Towards Realistic Low-Light Image Enhancement via ISP Driven Data Modeling
Zhihua Wang, Yu Long, Qinghua Lin, Kai Zhang, Yazhu Zhang, Yuming Fang, Li Liu, Xiaochun Cao
TL;DR
This work tackles the data scarcity and real-world generalization challenges of low-light image enhancement by introducing an ISP-driven data synthesis pipeline that unprocesses normal-light images to RAW, applies RAW-domain degradations, and re-processes through ISP with varied white balance, color transforms, tone mapping, and gamma correction. The approach generates unlimited paired training data, enabling effective training of a simple vanilla U-Net and improving SOTA LLIE models when retrained with the synthetic data. Extensive experiments across paired and unpaired LLIE benchmarks, as well as high-level perception tasks, show consistent improvements in perceptual quality and task performance, highlighting the practical impact for real-world deployment.
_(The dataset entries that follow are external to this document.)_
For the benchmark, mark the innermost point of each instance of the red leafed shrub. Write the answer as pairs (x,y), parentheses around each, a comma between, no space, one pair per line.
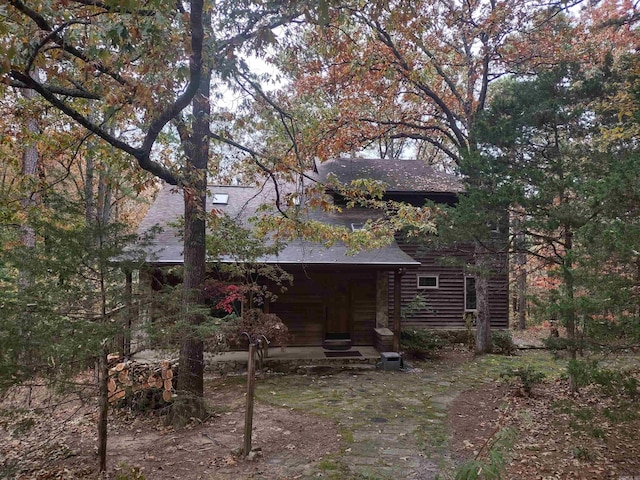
(256,323)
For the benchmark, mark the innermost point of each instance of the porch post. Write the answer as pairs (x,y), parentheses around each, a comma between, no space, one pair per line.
(397,300)
(382,299)
(128,311)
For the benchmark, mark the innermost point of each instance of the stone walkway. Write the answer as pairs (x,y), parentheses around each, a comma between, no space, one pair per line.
(393,424)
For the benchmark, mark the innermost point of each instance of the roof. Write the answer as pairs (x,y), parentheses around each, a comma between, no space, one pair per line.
(398,175)
(166,247)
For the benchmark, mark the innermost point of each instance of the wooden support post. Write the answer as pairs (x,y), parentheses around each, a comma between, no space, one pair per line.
(251,381)
(397,300)
(128,300)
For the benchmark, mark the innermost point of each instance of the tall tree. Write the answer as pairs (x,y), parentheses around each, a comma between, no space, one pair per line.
(419,71)
(147,70)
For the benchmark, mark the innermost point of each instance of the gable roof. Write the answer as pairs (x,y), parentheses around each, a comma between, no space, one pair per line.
(166,247)
(398,175)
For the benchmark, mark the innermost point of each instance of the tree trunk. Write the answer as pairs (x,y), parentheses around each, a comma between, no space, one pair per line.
(191,368)
(482,258)
(30,160)
(522,293)
(103,407)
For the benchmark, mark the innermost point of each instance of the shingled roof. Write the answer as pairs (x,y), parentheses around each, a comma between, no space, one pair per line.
(398,175)
(407,176)
(166,247)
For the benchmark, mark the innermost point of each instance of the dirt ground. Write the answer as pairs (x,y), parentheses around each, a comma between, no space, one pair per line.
(59,441)
(560,436)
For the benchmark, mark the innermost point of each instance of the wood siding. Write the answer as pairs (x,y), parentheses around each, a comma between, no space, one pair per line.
(308,305)
(445,304)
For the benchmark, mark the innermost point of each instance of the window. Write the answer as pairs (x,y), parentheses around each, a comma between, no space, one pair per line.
(428,281)
(220,199)
(470,304)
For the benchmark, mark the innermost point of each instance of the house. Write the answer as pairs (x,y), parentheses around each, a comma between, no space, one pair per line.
(337,299)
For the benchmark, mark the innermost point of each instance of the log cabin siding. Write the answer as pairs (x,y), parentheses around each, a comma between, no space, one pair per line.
(445,304)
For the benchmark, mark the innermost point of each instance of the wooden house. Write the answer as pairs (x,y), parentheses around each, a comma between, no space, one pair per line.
(336,299)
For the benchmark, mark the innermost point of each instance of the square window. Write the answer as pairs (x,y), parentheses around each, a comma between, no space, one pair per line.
(220,199)
(428,281)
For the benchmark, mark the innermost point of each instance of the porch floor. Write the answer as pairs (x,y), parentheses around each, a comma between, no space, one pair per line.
(297,353)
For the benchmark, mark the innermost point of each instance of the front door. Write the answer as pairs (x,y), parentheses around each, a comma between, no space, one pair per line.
(338,311)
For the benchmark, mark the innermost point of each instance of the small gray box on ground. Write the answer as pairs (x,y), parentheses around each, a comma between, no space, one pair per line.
(390,360)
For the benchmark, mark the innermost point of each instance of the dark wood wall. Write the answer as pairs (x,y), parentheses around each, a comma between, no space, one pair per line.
(445,304)
(308,305)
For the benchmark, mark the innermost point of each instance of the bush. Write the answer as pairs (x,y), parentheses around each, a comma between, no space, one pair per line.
(421,344)
(527,376)
(502,343)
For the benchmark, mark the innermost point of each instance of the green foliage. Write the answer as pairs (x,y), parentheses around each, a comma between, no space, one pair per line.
(527,377)
(421,344)
(61,298)
(492,465)
(502,343)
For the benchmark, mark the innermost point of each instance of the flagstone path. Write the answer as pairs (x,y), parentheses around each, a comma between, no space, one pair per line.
(393,424)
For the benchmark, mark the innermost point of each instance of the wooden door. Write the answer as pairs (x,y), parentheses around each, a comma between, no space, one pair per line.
(338,311)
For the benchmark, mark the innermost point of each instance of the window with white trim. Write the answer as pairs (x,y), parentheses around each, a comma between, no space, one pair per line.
(470,301)
(428,281)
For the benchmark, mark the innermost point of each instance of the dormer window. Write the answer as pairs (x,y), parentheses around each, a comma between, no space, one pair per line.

The results underscore the importance of RAW-domain synthesis and ISP-aware variability for robust LLIE, offering a scalable path toward more generalizable low-light vision systems.
Abstract
Deep neural networks (DNNs) have recently become the leading method for low-light image enhancement (LLIE). However, despite significant progress, their outputs may still exhibit issues such as amplified noise, incorrect white balance, or unnatural enhancements when deployed in real world applications. A key challenge is the lack of diverse, large scale training data that captures the complexities of low-light conditions and imaging pipelines. In this paper, we propose a novel image signal processing (ISP) driven data synthesis pipeline that addresses these challenges by generating unlimited paired training data. Specifically, our pipeline begins with easily collected high-quality normal-light images, which are first unprocessed into the RAW format using a reverse ISP. We then synthesize low-light degradations directly in the RAW domain. The resulting data is subsequently processed through a series of ISP stages, including white balance adjustment, color space conversion, tone mapping, and gamma correction, with controlled variations introduced at each stage. This broadens the degradation space and enhances the diversity of the training data, enabling the generated data to capture a wide range of degradations and the complexities inherent in the ISP pipeline. To demonstrate the effectiveness of our synthetic pipeline, we conduct extensive experiments using a vanilla UNet model consisting solely of convolutional layers, group normalization, GeLU activation, and convolutional block attention modules (CBAMs). Extensive testing across multiple datasets reveals that the vanilla UNet model trained with our data synthesis pipeline delivers high fidelity, visually appealing enhancement results, surpassing state-of-the-art (SOTA) methods both quantitatively and qualitatively.